One month later, as Daisie prepared for a trip to Anchorage to visit her daughter Helen, Jack hatched a new plan. A plan that would remove from his life the two things that he believed were keeping him down—a lack of money, and his mother—no matter the cost.
After buying the requisite tools and equipment, Jack sat down in the basement of his family home and got to work. He assembled twenty-five sticks of dynamite, a timing device, an Eveready six-volt “Hot Shot” battery and two dynamite caps into a compact time bomb. He wrapped the bomb up, packed it inside Daisie’s heavy Samsonite suitcase, and loaded the case into the trunk of her ‘55 Chevrolet sedan. Then Jack and Gloria drove Daisie to the airport. It was November 1, 1955.
After saying goodbye to Daisie at the gate, Jack and Gloria stopped for a snack at the airport coffee shop—but not before Jack bought an insurance policy on Daisie’s life from a vending machine at the terminal, a common practice in a time marked by frequent air crashes.
The Douglas DC-6B, piloted by WWII veteran Lee Hall, exploded in midair minutes after takeoff, creating a nightmarish fireball in the open night sky. One witness described the fiery explosion as being “like a shooting star.” Another witness, Norman Flores, happened to step outside on the porch of his rural home near Longmont, Colorado just before the bomb detonated.

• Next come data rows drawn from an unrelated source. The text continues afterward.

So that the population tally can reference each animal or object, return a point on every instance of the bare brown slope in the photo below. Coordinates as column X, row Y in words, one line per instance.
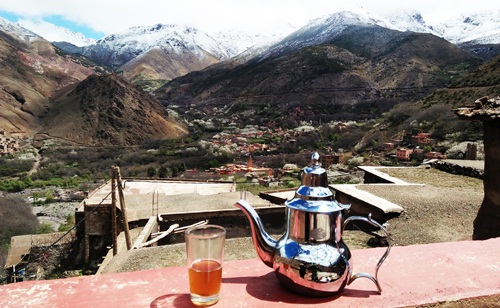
column 31, row 73
column 107, row 110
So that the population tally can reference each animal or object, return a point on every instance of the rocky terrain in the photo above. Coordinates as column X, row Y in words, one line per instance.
column 441, row 210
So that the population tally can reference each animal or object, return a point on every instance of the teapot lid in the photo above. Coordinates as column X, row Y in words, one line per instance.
column 314, row 195
column 317, row 206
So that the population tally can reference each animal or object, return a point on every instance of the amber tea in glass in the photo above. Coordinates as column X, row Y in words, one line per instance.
column 205, row 254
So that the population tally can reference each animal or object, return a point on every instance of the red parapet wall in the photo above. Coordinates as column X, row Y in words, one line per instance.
column 411, row 275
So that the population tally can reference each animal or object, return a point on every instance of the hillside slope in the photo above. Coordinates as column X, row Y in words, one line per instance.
column 358, row 72
column 107, row 110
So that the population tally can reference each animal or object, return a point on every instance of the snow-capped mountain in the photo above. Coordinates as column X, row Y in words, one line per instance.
column 53, row 33
column 118, row 49
column 480, row 27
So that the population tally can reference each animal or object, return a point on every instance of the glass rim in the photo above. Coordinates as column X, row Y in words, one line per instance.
column 189, row 232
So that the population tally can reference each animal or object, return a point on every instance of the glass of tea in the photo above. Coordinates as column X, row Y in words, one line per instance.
column 205, row 254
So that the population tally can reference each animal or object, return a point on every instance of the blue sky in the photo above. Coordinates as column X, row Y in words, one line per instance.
column 59, row 21
column 98, row 18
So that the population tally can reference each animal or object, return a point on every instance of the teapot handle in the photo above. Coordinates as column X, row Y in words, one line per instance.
column 362, row 274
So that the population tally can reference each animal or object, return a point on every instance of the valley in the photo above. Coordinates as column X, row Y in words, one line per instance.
column 184, row 105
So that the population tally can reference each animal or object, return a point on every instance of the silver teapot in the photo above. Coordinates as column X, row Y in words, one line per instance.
column 311, row 258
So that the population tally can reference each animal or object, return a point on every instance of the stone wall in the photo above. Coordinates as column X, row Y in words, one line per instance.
column 458, row 169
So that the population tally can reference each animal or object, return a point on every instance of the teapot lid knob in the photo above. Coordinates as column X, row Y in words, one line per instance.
column 315, row 158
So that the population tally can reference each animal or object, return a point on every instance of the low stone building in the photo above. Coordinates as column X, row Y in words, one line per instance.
column 486, row 110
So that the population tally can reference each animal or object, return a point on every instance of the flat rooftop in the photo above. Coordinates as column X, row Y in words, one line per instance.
column 411, row 276
column 146, row 198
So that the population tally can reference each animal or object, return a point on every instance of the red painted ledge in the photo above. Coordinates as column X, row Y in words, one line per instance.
column 411, row 275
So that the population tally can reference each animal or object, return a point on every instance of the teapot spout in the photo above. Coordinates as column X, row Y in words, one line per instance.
column 263, row 243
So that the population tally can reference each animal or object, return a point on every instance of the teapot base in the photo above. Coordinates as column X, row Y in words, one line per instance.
column 313, row 289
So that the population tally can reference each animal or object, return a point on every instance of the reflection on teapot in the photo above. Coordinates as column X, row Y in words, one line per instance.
column 310, row 258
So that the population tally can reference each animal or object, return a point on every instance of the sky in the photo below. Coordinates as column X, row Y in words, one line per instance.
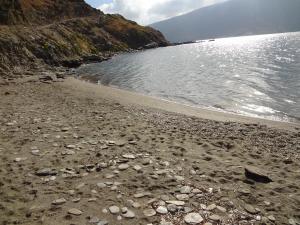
column 146, row 12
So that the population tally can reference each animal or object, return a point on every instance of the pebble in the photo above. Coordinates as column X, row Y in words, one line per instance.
column 182, row 197
column 75, row 212
column 103, row 222
column 114, row 209
column 123, row 166
column 101, row 185
column 221, row 209
column 177, row 203
column 215, row 217
column 137, row 167
column 94, row 220
column 59, row 201
column 193, row 218
column 46, row 172
column 35, row 152
column 250, row 209
column 162, row 210
column 71, row 146
column 143, row 194
column 179, row 178
column 271, row 218
column 129, row 214
column 172, row 208
column 185, row 190
column 128, row 156
column 149, row 212
column 211, row 207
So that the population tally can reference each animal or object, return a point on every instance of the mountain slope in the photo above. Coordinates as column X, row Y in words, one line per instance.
column 233, row 18
column 64, row 33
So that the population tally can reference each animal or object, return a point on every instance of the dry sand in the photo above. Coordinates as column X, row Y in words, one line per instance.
column 70, row 150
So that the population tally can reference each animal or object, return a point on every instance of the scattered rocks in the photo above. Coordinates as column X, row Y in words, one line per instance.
column 128, row 156
column 185, row 190
column 162, row 210
column 46, row 172
column 177, row 203
column 75, row 212
column 59, row 201
column 257, row 175
column 211, row 207
column 123, row 166
column 129, row 214
column 149, row 212
column 114, row 209
column 193, row 218
column 250, row 209
column 214, row 217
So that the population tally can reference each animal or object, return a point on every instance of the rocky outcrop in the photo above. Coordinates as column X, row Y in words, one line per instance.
column 64, row 33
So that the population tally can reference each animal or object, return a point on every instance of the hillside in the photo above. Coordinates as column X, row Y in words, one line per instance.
column 233, row 18
column 64, row 33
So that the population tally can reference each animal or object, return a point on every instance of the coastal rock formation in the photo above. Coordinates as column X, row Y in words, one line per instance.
column 64, row 33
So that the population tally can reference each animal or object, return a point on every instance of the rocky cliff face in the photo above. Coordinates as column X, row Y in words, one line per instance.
column 64, row 33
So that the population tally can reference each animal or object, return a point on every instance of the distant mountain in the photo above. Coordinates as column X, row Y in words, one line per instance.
column 64, row 33
column 233, row 18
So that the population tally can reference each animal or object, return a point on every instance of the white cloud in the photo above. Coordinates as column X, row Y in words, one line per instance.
column 150, row 11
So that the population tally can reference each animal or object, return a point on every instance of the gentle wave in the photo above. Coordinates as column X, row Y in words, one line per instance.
column 254, row 76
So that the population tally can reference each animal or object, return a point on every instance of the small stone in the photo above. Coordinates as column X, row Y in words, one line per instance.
column 292, row 221
column 75, row 212
column 101, row 185
column 149, row 212
column 215, row 217
column 211, row 207
column 65, row 129
column 185, row 190
column 143, row 194
column 164, row 222
column 105, row 211
column 123, row 166
column 137, row 167
column 59, row 201
column 103, row 222
column 35, row 152
column 179, row 178
column 129, row 214
column 193, row 218
column 250, row 209
column 257, row 175
column 162, row 210
column 46, row 172
column 172, row 208
column 94, row 220
column 221, row 209
column 177, row 203
column 128, row 156
column 146, row 162
column 114, row 209
column 182, row 197
column 68, row 152
column 271, row 218
column 71, row 146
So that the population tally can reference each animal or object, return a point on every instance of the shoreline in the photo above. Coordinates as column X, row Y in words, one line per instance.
column 72, row 152
column 134, row 98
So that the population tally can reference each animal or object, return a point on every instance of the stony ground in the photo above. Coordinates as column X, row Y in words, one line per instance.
column 69, row 157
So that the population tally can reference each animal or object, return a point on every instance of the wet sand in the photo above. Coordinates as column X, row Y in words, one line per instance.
column 71, row 150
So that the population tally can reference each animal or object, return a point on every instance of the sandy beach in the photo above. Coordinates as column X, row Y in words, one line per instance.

“It was a real nice moonlight night, just as pretty as could be,” he recounted. “And I saw this airplane. Lights were flickering on it. Then all of a sudden there was an explosion, and it was so terrific it shook the house… When it hit the ground, a big orange mushroomed affair went up, and from then on it just burned.” Another witness described the burning wreckage of the plane as looking “like an atom bomb.”
All forty-four people on board United Flight 629, including Daisie, were killed. It was the first-ever act of sabotage against a commercial airliner in the United States.